Bounthavy Suvilay débute son étude sur l’histoire du manga. Elle aborde ses ancêtres, son processus de publication, son utilisation au-delà du divertissement (la bande dessinée est instrumentalisée par les institutions pour rendre leur message plus attractif et valorisée en tant que vecteur de l’expression artistique du pays, utilisée pour toutes sortes de formes de communication, autant dans les documents officiels pour illustrer des consignes de sécurité que pour la promotion d’entreprises) et la restructuration du marché qu’a provoqué l’arrivée des différents médias (dessins animés, jeux vidéos, objets dérivés, etc.). Dans une deuxième partie, la chercheuse observe l’impact des conditions de production sur les œuvres, c’est-à-dire ce qui fait la véritable spécificité du manga: la manière dont son système de publication influence sa narration, son découpage ou encore sa mise en pages. Ce chapitre se révèle le plus intéressant pour qui veut mieux comprendre comment aborder le manga. Prenons par exemple un élément caractéristique de son style graphique: les yeux souvent démesurés des personnages. Ils pourraient sembler n’être qu’un effet de style justement, une fantaisie inventée par les mangakas pour se démarquer. Nous apprenons ici qu’il n’en est rien et que les codes de la bande dessinée japonaise sont souvent porteurs de sens. Bounthavy Suvilay termine son propos par l’analyse des synergies entre le manga et les autres industries culturelles et aborde la réception et l’influence de la bande dessinée japonaise à l’étranger. Documenté de nombreux exemples, cet ouvrage est riche et offre des perspectives très intéressantes sur ce «genre» qui peut sembler encore très exotique, bien que désormais profondément ancré dans la culture occidentale. Petite remarque cependant: le texte se montre très pointu à certaines occasions et, tous les lecteurs n’étant pas des spécialistes du Japon, il faut parfois bien se concentrer ou faire quelques recherches.

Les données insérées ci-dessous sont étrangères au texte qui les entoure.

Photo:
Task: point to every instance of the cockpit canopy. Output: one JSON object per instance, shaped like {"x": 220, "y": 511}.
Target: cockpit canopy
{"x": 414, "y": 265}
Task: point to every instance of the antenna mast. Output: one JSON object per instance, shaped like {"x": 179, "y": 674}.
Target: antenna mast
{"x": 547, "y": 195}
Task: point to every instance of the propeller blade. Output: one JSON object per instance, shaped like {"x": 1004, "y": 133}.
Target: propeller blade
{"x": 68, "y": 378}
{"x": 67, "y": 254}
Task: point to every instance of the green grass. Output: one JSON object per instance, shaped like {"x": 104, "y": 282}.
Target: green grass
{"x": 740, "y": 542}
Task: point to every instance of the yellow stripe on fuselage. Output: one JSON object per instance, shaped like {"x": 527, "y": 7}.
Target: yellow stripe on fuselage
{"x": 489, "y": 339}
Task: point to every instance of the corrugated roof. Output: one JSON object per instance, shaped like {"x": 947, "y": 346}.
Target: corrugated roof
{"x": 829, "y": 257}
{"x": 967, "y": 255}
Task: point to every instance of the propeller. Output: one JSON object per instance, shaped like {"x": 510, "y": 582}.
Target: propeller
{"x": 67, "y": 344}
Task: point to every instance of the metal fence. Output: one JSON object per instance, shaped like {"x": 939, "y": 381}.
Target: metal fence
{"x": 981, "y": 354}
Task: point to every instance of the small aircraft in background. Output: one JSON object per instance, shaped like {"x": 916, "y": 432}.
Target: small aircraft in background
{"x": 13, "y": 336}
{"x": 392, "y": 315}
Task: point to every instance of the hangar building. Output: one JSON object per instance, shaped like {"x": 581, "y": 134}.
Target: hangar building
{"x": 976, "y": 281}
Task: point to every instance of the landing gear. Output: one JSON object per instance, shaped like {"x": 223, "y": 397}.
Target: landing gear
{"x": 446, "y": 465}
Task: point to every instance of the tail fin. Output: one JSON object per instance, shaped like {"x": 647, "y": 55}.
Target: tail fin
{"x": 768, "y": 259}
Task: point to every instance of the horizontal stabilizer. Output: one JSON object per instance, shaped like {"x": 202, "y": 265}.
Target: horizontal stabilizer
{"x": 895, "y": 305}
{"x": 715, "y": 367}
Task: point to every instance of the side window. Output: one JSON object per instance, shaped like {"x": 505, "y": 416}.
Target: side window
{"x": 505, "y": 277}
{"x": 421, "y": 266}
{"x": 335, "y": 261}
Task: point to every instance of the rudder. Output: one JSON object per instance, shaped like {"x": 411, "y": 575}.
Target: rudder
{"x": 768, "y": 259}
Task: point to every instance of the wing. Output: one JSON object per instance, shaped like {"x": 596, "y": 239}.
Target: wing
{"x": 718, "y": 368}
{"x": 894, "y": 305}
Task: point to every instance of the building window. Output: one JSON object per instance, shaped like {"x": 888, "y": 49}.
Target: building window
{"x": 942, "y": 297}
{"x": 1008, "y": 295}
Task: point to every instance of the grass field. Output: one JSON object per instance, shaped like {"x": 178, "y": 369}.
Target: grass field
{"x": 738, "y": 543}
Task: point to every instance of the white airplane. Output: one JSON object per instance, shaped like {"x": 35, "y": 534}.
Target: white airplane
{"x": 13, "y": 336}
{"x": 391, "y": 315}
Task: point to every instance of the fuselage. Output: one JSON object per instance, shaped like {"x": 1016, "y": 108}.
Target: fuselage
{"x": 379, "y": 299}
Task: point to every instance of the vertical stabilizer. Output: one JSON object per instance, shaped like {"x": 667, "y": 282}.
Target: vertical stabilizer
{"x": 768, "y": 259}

Il est intéressant de relever les similitudes rapprochant les deux «genres» qui parcourent les présents ouvrages. On peut relever principalement le fait que les éditeurs recherchent les nouvelles stars du manga et des romans Young Adult sur Internet et les plateformes d’écriture qui y florissent, et souvent auprès des jeunes eux-mêmes. Les deux catégories d’œuvres font également office de signes de reconnaissance de communautés. Autre point commun, elles évoluent selon un même schéma préférentiel: la série, dont la construction échelonnée dans le temps permet aux lecteurs et aux héros de grandir de concert. De ce phénomène naît une connivence, une identification, qui poussent les lecteurs à adopter des pratiques de fans, comme pour une star de la musique ou du cinéma. Les maisons d’édition de manga et de littérature Young Adult adaptent ainsi leur politique éditoriale en la conjuguant à une promotion commerciale, la vente de produits dérivés et la création d’adaptations (cinématographiques ou en animes) devenant indissociable de la parution d’un nouveau tome. Cette stratégie marketing ne joue pourtant pas forcément en faveur du secteur de la bande dessinée imprimée au Japon. En effet, elle y connaît un déclin, contrairement à la littérature Young Adult en France, qui, selon Laurent Bazin, y représente 43 % de l’édition jeunesse. Une des raisons exposées par Bounthavy Suvilay est que, comme le public a déjà accès à ces adaptations, il n’a alors pas forcément besoin de lire les mangas originaux pour connaître les univers fictionnels qu’ils ont inspirés. Celles-ci font donc connaître leurs histoires à plus large échelle, mais ne se tirent-elles pas également une balle dans le pied, la source même de ces récits étant peut-être vouée à disparaître? Ceci est musique d’avenir, mais ce qui est sûr, c’est que nos deux petites publications nous donnent à réfléchir sur des «genres» que l’on connaît, nous les font voir sous de nouveaux angles ou alors nous donnent envie de les découvrir.